You can use dècor to transport yourself to another place, whether provincial France or the mysterious Far East
Evoking a sense of ‘another place’ can be achieved by pursuing a period look synonymous with another nation (such as French Louis XVI, American Shaker, British Georgian, American Colonial), or something a little more generic such as English country, Mediterranean, Moroccan, American beachside, French provincial, Oriental, Scandinavian or African.
But even these more generic labels require greater definition because, just as any nation is not one huge homogenous landmass, so too its interior decorating style cannot be neatly placed in a box labelled French, British etc. For example, English country style can encompass the look of the Home Counties (all Laura Ashley florals and chintz), the more straightforward rural look of inland peasant cottages or the refined style of the aristocrat’s manor house.
American country style is even more complicated, taking in the rough and rugged look of the south-west (with its desert-inspired colours and Navajo Indian motifs), the homespun simplicity of the farming mid-west (typified by checked cotton and rocking chairs, hand-pieced quilts and floor rugs), the folksy feel of the north-west (with its wonderful needlework samplers and stencils, decals, naive artworks and Shaker boxes), the grandeur of the antebellum mansions of the deep south, the mountain cabin style of the Rockies, and so on.
Evoking the look of far-flung lands or your favourite overseas holiday destination is very easy to do in modernday Australia. We are a multi-cultural nation and this diverse mix of peoples has brought with them the fabrics,furnishings and decorative elements favoured in their countries of birth.We are also spoilt for choice, thanks to the ever-growing number of import businesses and stores pecialising in exotic homewares. Whether authentic or reproduction, it has never been easier to access artworks and furnishing from Bali, China, Africa, France … anywhere you can imagine.

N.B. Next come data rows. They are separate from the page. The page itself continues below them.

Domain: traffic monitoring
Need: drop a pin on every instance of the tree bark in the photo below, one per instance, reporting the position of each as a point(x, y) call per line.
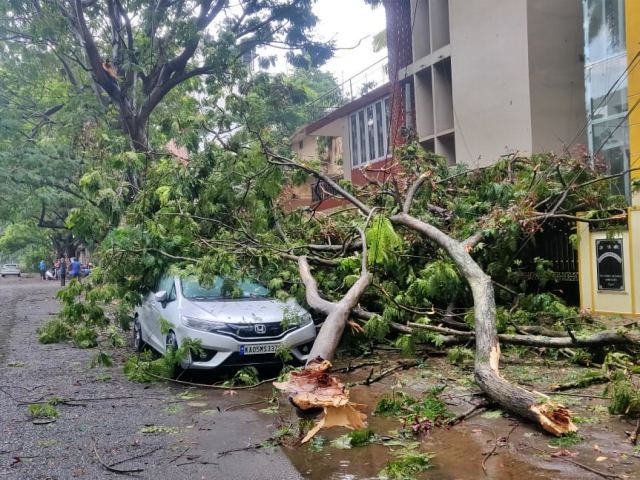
point(552, 417)
point(599, 339)
point(328, 338)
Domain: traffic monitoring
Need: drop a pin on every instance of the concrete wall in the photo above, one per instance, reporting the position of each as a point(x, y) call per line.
point(490, 72)
point(556, 73)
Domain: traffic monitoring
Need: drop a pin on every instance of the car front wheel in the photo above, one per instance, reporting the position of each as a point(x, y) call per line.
point(138, 343)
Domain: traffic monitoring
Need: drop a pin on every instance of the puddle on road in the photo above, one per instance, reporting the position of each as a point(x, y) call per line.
point(458, 452)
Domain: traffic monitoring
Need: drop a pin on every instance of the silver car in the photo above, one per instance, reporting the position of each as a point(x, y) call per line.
point(9, 269)
point(238, 323)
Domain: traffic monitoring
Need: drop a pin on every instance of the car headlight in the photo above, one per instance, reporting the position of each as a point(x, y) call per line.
point(297, 321)
point(203, 325)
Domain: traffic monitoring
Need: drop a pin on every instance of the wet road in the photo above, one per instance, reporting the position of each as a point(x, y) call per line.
point(106, 414)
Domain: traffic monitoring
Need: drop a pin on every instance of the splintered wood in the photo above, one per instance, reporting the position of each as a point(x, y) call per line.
point(314, 388)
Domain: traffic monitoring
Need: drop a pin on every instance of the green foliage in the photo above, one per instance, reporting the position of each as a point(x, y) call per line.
point(54, 331)
point(406, 466)
point(377, 327)
point(394, 404)
point(42, 410)
point(382, 241)
point(284, 353)
point(85, 337)
point(245, 376)
point(165, 326)
point(101, 358)
point(566, 441)
point(354, 438)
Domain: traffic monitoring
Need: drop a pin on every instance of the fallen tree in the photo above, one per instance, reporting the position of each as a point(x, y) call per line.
point(599, 339)
point(538, 408)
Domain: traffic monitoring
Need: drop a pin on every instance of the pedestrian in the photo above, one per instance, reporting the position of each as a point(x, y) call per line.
point(63, 271)
point(75, 269)
point(42, 266)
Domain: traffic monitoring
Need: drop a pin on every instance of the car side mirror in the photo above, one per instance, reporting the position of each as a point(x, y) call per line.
point(161, 296)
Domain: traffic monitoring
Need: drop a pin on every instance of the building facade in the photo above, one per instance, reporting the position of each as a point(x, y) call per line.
point(609, 260)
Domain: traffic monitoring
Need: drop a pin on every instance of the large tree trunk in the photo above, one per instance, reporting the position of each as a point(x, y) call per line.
point(552, 417)
point(338, 313)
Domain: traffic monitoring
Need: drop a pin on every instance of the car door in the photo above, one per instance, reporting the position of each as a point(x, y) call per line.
point(163, 310)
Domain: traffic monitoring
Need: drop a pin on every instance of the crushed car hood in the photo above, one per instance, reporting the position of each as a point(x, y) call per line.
point(245, 311)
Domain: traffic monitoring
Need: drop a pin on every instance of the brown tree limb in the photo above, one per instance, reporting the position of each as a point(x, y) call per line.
point(338, 313)
point(553, 418)
point(599, 339)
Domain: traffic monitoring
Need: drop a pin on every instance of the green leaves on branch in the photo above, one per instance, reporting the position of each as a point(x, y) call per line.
point(383, 242)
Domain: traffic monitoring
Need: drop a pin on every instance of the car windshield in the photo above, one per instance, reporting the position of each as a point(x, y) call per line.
point(222, 288)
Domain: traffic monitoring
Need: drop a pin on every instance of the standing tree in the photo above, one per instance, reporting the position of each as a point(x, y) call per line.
point(136, 53)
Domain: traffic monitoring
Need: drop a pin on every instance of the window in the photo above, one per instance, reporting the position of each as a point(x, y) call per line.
point(369, 129)
point(606, 87)
point(168, 285)
point(604, 29)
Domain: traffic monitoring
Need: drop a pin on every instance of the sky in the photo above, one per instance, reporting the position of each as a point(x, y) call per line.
point(351, 24)
point(347, 22)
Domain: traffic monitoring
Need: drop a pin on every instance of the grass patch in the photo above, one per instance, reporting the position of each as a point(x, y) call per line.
point(246, 376)
point(85, 337)
point(459, 355)
point(355, 438)
point(568, 440)
point(406, 466)
point(54, 331)
point(42, 410)
point(174, 408)
point(157, 429)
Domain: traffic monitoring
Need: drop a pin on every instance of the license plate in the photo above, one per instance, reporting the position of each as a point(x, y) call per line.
point(258, 349)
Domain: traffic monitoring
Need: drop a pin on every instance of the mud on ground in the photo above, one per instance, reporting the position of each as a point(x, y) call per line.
point(108, 414)
point(188, 432)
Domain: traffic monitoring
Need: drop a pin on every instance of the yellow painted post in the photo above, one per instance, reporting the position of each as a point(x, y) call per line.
point(632, 26)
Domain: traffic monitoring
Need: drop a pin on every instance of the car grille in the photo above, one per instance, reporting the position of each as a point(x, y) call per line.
point(261, 331)
point(235, 359)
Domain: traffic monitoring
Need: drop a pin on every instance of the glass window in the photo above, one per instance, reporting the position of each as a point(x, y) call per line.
point(222, 288)
point(354, 140)
point(379, 129)
point(371, 133)
point(168, 285)
point(607, 88)
point(605, 29)
point(362, 138)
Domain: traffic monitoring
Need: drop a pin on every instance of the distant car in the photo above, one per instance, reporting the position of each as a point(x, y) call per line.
point(238, 323)
point(9, 269)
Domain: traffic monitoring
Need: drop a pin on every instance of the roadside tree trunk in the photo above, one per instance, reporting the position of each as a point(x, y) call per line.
point(552, 417)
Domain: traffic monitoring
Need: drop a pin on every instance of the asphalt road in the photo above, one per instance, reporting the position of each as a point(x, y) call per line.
point(103, 422)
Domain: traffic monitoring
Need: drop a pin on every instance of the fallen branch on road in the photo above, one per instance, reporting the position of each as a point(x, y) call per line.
point(599, 339)
point(113, 469)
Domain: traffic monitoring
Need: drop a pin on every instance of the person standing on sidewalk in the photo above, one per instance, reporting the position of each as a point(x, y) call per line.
point(74, 270)
point(42, 266)
point(63, 271)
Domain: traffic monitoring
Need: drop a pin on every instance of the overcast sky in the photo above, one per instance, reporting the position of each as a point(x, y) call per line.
point(347, 22)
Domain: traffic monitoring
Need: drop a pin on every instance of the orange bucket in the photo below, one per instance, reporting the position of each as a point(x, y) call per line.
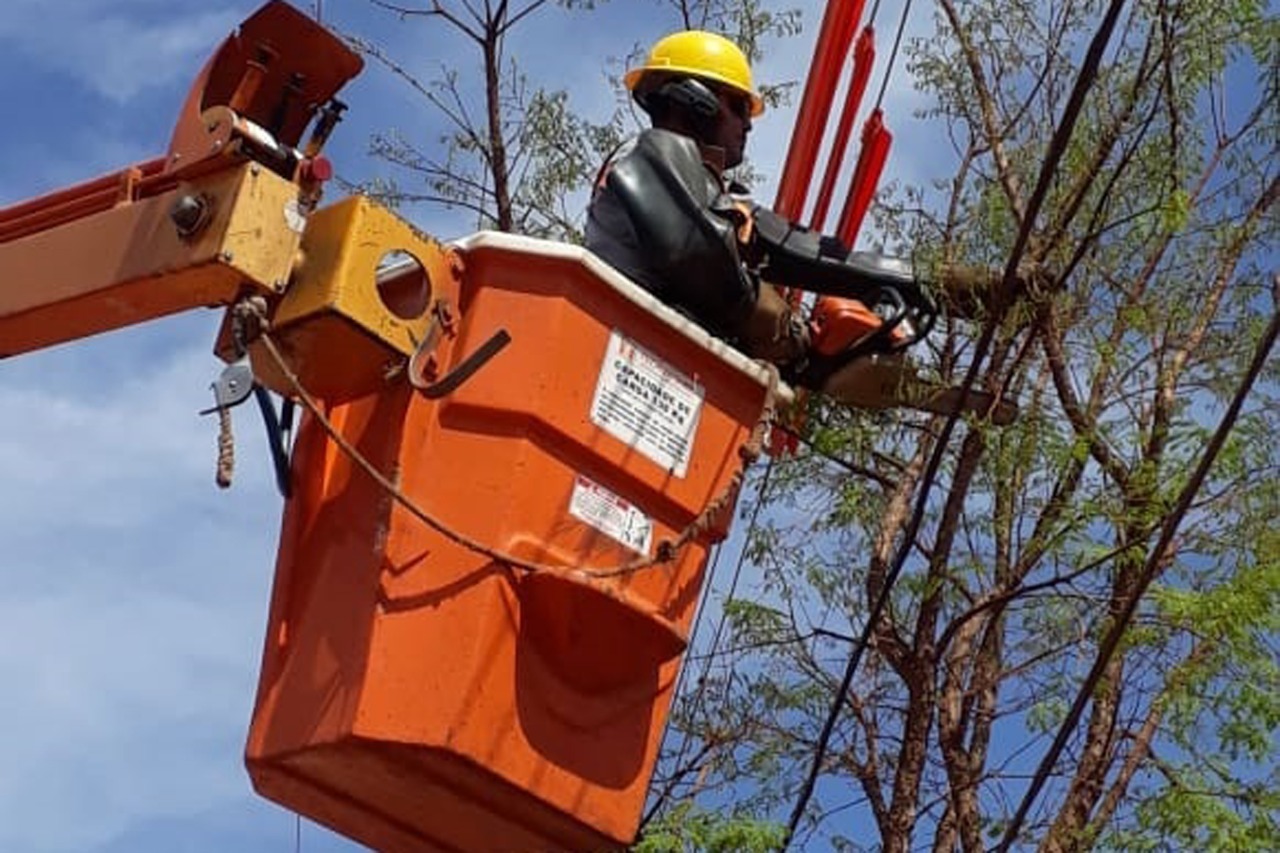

There’s also a wealth of resource material available on how the rest of the world lives. There are countless books on the subject and magazines which detail not only how other people live, but also how they put their homes together — from the colours they prefer to the fabrics they use, the way they arrange their furniture, and the accessories they include to achieve a particular look. As the world becomes a smaller place, Australians have ready access to everything they need to create their own little slice of Greece, Provence, Tuscany or Tunisia.